Autoritäre Führung durch die Sozialistische Partei
Doch Berisha ist nicht allein verantwortlich für die gewaltsamen Zwischenfälle und den kritischen Zustand, in dem sich die albanische Demokratie zurzeit befindet.
"Der derzeitige Protest der Opposition überschneidet sich mit verschiedenen Krisen in Albanien", sagt Lutfi Dervishi, Politologe und früherer Leiter von Transparency International Albania. "Das Parlament funktioniert nicht richtig, was an der Arroganz und dem bewussten Ignorieren der Verfassung seitens der Sozialistischen Partei liegt, welche dort die Mehrheit hat." So habe die Sozialistische Partei zum Beispiel die Forderung der DP nach einer Untersuchungskommission, welche Korruptionsermittlungen überprüfen soll, abgelehnt. "Das ist ein verfassungsmäßiges Recht, das die Sozialistische Partei der Opposition verwehrt", sagt Dervishi.

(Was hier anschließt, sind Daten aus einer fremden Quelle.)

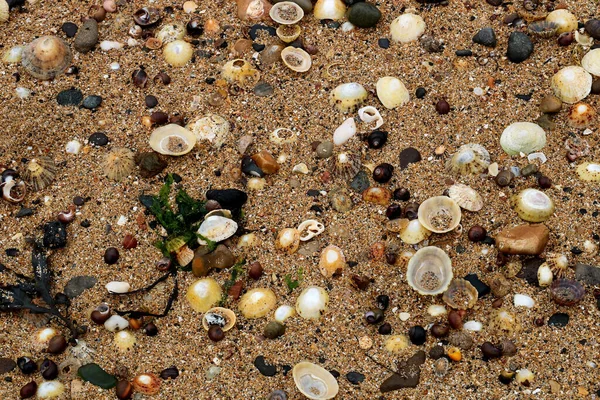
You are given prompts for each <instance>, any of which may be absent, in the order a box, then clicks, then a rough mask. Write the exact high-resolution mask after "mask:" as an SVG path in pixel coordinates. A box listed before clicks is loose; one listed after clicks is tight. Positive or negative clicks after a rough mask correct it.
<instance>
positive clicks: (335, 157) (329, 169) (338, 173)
mask: <svg viewBox="0 0 600 400" xmlns="http://www.w3.org/2000/svg"><path fill="white" fill-rule="evenodd" d="M360 167H361V163H360V156H358V155H356V154H354V153H350V152H344V153H339V154H338V155H336V156H335V157H333V158H332V159H331V161H330V166H329V170H330V171H331V173H332V174H333V176H335V177H336V178H340V179H343V180H345V181H348V180H350V179H352V178H354V176H355V175H356V174H357V173H358V171H360Z"/></svg>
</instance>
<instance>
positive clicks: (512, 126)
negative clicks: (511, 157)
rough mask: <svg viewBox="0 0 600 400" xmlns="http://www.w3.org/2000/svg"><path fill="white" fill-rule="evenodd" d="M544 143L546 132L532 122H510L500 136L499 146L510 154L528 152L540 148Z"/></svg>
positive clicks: (526, 152) (542, 147)
mask: <svg viewBox="0 0 600 400" xmlns="http://www.w3.org/2000/svg"><path fill="white" fill-rule="evenodd" d="M545 145H546V132H545V131H544V130H543V129H542V127H540V126H539V125H537V124H534V123H532V122H515V123H512V124H510V125H509V126H507V127H506V129H504V131H503V132H502V136H500V146H502V149H503V150H504V151H505V152H506V153H507V154H508V155H511V156H514V155H518V154H520V153H523V154H529V153H533V152H534V151H538V150H541V149H542V148H543V147H544V146H545Z"/></svg>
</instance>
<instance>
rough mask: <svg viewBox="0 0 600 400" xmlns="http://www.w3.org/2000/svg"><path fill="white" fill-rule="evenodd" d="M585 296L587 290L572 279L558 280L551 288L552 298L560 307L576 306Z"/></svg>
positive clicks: (550, 293) (550, 292)
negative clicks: (571, 279)
mask: <svg viewBox="0 0 600 400" xmlns="http://www.w3.org/2000/svg"><path fill="white" fill-rule="evenodd" d="M584 295H585V288H584V287H583V286H581V284H580V283H579V282H577V281H574V280H571V279H557V280H555V281H554V282H552V286H550V297H552V300H554V302H555V303H556V304H558V305H561V306H574V305H575V304H577V303H579V302H580V301H581V299H583V296H584Z"/></svg>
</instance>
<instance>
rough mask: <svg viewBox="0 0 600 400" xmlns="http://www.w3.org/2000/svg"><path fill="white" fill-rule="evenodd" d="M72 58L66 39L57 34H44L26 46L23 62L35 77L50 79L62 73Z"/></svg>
mask: <svg viewBox="0 0 600 400" xmlns="http://www.w3.org/2000/svg"><path fill="white" fill-rule="evenodd" d="M72 58H73V56H72V54H71V50H70V49H69V46H68V45H67V44H66V43H65V41H64V40H62V39H60V38H58V37H56V36H42V37H40V38H38V39H35V40H34V41H33V42H31V43H29V44H28V45H27V46H25V49H24V50H23V55H22V59H21V64H22V65H23V68H25V71H27V72H28V73H29V75H31V76H33V77H34V78H37V79H41V80H50V79H54V78H56V77H57V76H59V75H60V74H62V73H63V72H64V71H65V70H66V69H67V67H68V66H69V65H70V64H71V60H72Z"/></svg>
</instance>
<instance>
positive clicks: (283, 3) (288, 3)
mask: <svg viewBox="0 0 600 400" xmlns="http://www.w3.org/2000/svg"><path fill="white" fill-rule="evenodd" d="M269 16H270V17H271V19H272V20H273V21H275V22H277V23H278V24H283V25H292V24H295V23H297V22H300V20H301V19H302V18H304V10H303V9H302V7H300V6H299V5H298V4H296V3H294V2H292V1H282V2H279V3H276V4H273V7H271V10H269Z"/></svg>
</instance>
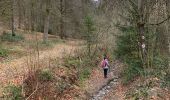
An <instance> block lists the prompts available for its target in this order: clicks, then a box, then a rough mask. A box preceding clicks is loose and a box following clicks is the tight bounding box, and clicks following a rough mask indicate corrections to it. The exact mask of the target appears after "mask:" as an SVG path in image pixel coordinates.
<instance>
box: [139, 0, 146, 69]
mask: <svg viewBox="0 0 170 100" xmlns="http://www.w3.org/2000/svg"><path fill="white" fill-rule="evenodd" d="M138 11H139V18H138V22H137V28H138V34H139V42H140V45H139V46H140V49H141V50H140V51H141V55H142V61H143V67H146V65H147V51H146V43H145V35H144V33H145V22H144V0H138Z"/></svg>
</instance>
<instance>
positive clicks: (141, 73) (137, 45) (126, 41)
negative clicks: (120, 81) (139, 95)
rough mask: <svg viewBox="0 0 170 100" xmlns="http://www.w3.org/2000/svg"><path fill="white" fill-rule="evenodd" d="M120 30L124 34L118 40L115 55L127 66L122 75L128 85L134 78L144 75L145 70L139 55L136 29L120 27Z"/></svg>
mask: <svg viewBox="0 0 170 100" xmlns="http://www.w3.org/2000/svg"><path fill="white" fill-rule="evenodd" d="M119 29H120V30H121V31H122V33H121V35H120V36H119V37H118V39H117V49H116V50H115V55H116V57H117V58H118V59H121V60H122V61H123V62H124V63H125V64H126V65H127V67H126V68H125V69H124V72H123V74H122V75H123V78H124V83H125V84H126V83H128V82H129V81H131V80H133V78H134V77H136V76H138V75H142V74H143V72H144V70H143V68H142V61H141V60H140V57H139V54H138V51H139V50H138V42H137V39H138V37H137V32H136V30H135V28H133V27H119Z"/></svg>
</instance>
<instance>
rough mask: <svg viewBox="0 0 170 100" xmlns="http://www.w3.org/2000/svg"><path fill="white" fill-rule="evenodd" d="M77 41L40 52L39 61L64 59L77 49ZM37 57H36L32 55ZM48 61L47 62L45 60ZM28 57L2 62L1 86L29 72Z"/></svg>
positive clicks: (0, 66) (54, 47) (64, 43)
mask: <svg viewBox="0 0 170 100" xmlns="http://www.w3.org/2000/svg"><path fill="white" fill-rule="evenodd" d="M77 43H78V42H76V41H69V42H67V43H62V44H57V45H55V46H54V47H53V48H52V49H51V50H46V51H40V53H39V54H40V55H39V60H40V61H41V60H43V61H47V62H44V63H48V59H49V57H50V59H52V58H62V57H64V56H66V55H69V54H73V52H74V50H75V49H76V48H77ZM32 56H35V55H32ZM44 59H47V60H44ZM27 61H28V56H24V57H22V58H19V59H15V60H12V61H10V62H4V63H2V62H0V84H1V85H2V84H6V83H8V82H9V80H12V79H14V78H16V77H18V76H22V75H24V74H26V73H27V72H28V65H27Z"/></svg>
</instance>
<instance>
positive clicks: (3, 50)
mask: <svg viewBox="0 0 170 100" xmlns="http://www.w3.org/2000/svg"><path fill="white" fill-rule="evenodd" d="M8 54H9V50H8V49H5V48H3V47H2V46H0V57H7V56H8Z"/></svg>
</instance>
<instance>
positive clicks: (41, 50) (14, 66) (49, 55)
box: [0, 36, 123, 100]
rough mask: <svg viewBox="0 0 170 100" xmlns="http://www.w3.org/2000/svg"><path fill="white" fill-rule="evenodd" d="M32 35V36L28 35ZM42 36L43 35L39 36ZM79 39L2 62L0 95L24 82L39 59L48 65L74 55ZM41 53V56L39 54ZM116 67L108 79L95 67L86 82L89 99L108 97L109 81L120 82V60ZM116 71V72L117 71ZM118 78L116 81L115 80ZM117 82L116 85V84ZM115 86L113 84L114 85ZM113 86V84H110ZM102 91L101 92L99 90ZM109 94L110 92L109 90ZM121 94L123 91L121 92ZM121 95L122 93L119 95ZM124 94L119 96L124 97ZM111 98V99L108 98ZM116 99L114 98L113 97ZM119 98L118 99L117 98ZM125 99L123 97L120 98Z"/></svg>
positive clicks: (0, 86)
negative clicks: (17, 84) (65, 57)
mask: <svg viewBox="0 0 170 100" xmlns="http://www.w3.org/2000/svg"><path fill="white" fill-rule="evenodd" d="M27 37H30V36H27ZM39 38H41V37H39ZM79 43H80V42H79V41H76V40H67V41H66V42H65V43H59V44H55V45H54V46H53V47H52V48H50V49H47V50H39V53H38V52H37V51H35V50H33V51H32V50H30V52H29V50H28V51H27V54H26V55H24V56H23V57H20V58H17V59H11V60H10V61H4V62H0V84H1V85H0V97H1V96H2V93H3V88H4V87H5V86H7V85H9V84H11V83H12V84H22V83H21V82H22V81H23V80H24V79H23V76H24V75H25V74H26V73H28V71H29V70H30V68H33V66H34V64H36V62H37V61H39V62H40V63H41V65H46V66H48V63H49V61H50V59H55V58H58V59H62V58H63V57H66V56H69V55H72V54H74V53H75V50H76V49H78V48H80V45H79ZM38 55H39V56H38ZM113 65H115V67H112V68H111V70H110V73H109V76H108V78H107V79H104V78H103V70H102V69H98V68H97V69H94V70H93V71H92V74H91V76H90V78H89V79H87V80H86V81H85V83H84V87H83V90H84V91H86V93H87V94H85V95H86V96H88V97H85V98H89V99H93V98H97V99H95V100H103V99H101V98H106V96H107V95H106V91H105V90H103V89H104V88H105V87H106V86H109V83H111V82H112V81H114V83H116V84H120V83H119V79H118V76H117V75H118V74H117V75H116V73H117V72H118V71H117V69H120V66H119V65H120V62H118V61H116V62H114V64H113ZM115 71H116V72H115ZM114 79H116V81H115V80H114ZM116 84H115V85H114V86H116ZM112 86H113V85H112ZM110 87H111V86H110ZM100 91H101V92H102V94H100V93H99V92H100ZM107 94H108V92H107ZM119 94H121V92H119ZM118 96H120V95H118ZM122 97H123V96H122V95H121V97H118V98H122ZM108 100H109V99H108ZM113 100H114V99H113ZM115 100H117V99H115ZM119 100H123V99H119Z"/></svg>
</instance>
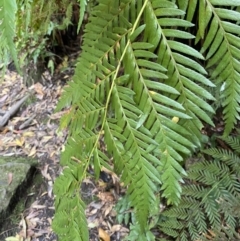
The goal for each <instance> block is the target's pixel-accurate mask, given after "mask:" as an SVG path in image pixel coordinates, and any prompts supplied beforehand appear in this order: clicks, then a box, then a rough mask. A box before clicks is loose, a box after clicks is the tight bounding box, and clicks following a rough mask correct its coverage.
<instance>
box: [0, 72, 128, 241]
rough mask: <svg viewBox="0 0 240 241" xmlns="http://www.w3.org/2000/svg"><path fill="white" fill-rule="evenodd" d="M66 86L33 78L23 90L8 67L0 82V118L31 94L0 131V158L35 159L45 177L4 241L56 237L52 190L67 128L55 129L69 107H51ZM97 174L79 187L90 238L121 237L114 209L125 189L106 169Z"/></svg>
mask: <svg viewBox="0 0 240 241" xmlns="http://www.w3.org/2000/svg"><path fill="white" fill-rule="evenodd" d="M69 77H70V76H68V75H65V76H62V77H59V79H64V80H67V79H69ZM55 79H57V78H56V76H55ZM64 84H65V82H64V83H63V82H62V81H61V80H57V81H56V80H55V81H54V83H52V81H51V79H50V78H49V77H48V81H47V82H46V83H45V84H44V85H43V84H42V83H40V82H37V83H35V84H33V85H32V86H30V87H28V88H27V87H26V86H25V85H24V84H23V79H22V78H21V77H20V76H19V75H18V74H17V73H15V72H11V71H7V73H6V74H5V76H4V79H3V81H2V83H1V85H0V117H1V116H2V115H4V113H6V111H7V110H9V108H11V106H12V105H14V104H15V103H16V101H17V100H18V99H20V98H22V97H24V96H25V95H26V94H29V93H30V95H29V98H28V99H27V100H26V101H25V102H24V103H23V104H22V105H21V107H19V110H18V111H17V112H16V113H15V114H14V115H13V116H12V117H11V118H10V119H9V120H8V123H7V124H6V125H5V126H4V127H2V128H1V129H0V153H1V155H2V156H29V157H36V158H37V159H38V160H39V166H38V168H39V171H40V173H41V175H42V177H43V179H44V181H43V183H42V185H41V188H40V189H39V192H38V193H35V201H34V202H33V203H32V204H31V205H30V207H26V210H24V211H23V213H22V216H21V221H20V223H19V228H18V233H16V236H11V237H7V239H6V240H8V241H12V240H14V241H15V240H17V241H43V240H46V241H48V240H49V241H55V240H57V236H56V235H55V234H54V233H53V230H52V228H51V223H52V219H53V217H54V195H53V192H52V190H53V183H54V180H55V179H56V177H57V176H58V175H59V174H60V173H61V170H62V168H61V167H60V165H59V159H60V153H61V150H62V149H63V148H64V143H65V141H66V138H67V130H63V131H59V130H58V127H59V120H60V118H61V116H62V115H63V114H64V113H65V112H66V111H67V110H64V111H61V112H58V113H54V110H55V107H56V104H57V102H58V99H59V97H60V96H61V93H62V89H63V85H64ZM101 174H102V179H101V175H100V179H99V180H98V181H95V180H94V179H93V178H86V179H85V180H84V182H83V184H82V186H81V193H82V196H83V198H84V199H85V202H87V208H86V217H87V220H88V227H89V232H90V241H95V240H102V241H110V240H111V241H115V240H116V241H118V240H123V238H124V237H125V236H126V235H127V234H128V232H129V230H128V228H127V227H125V226H124V225H120V224H118V223H117V221H116V215H117V214H116V211H115V210H114V207H115V204H116V202H117V201H118V198H119V195H122V194H123V193H124V192H125V190H124V189H123V188H122V187H121V185H120V183H119V179H118V177H117V176H116V175H115V174H114V173H112V172H109V171H107V170H106V169H104V170H102V172H101ZM103 174H104V175H103ZM106 176H107V177H108V178H106ZM11 180H12V176H11V174H9V175H8V182H9V183H11ZM109 183H111V184H109ZM110 186H111V187H110ZM0 237H1V234H0ZM5 238H6V237H5Z"/></svg>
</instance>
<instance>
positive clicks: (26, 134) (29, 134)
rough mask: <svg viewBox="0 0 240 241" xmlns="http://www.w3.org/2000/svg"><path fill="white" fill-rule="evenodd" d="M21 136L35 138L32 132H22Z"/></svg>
mask: <svg viewBox="0 0 240 241" xmlns="http://www.w3.org/2000/svg"><path fill="white" fill-rule="evenodd" d="M23 136H30V137H31V136H35V133H34V132H32V131H26V132H23Z"/></svg>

Der Politologe listet eine ganze Reihe von Vorfällen auf, die seiner Meinung nach zeigen, dass die Sozialistische Partei zunehmend autoritär regiere.
"Einzelne Personen haben extrem viel Macht und es gibt keine Absprachen bei kontroversen Entscheidungen", so Dervishi. "Zuletzt ist das beispielsweise deutlich geworden, als es um das Abkommen zwischen Albaniens Premierminister Edi Rama und Italiens Regierungschefin Giorgia Meloni ging. Sie haben vereinbart, in Albanien zwei Asyl-Zentren aufzubauen, um Tausende von Migranten aus Nordafrika und dem Nahen Osten, die über das Mittelmeer nach Italien fliehen, aufzunehmen. Andere Politiker wurden über das Abkommen komplett im Dunkeln gelassen, es gab überhaupt keine Transparenz", sagt Dervishi.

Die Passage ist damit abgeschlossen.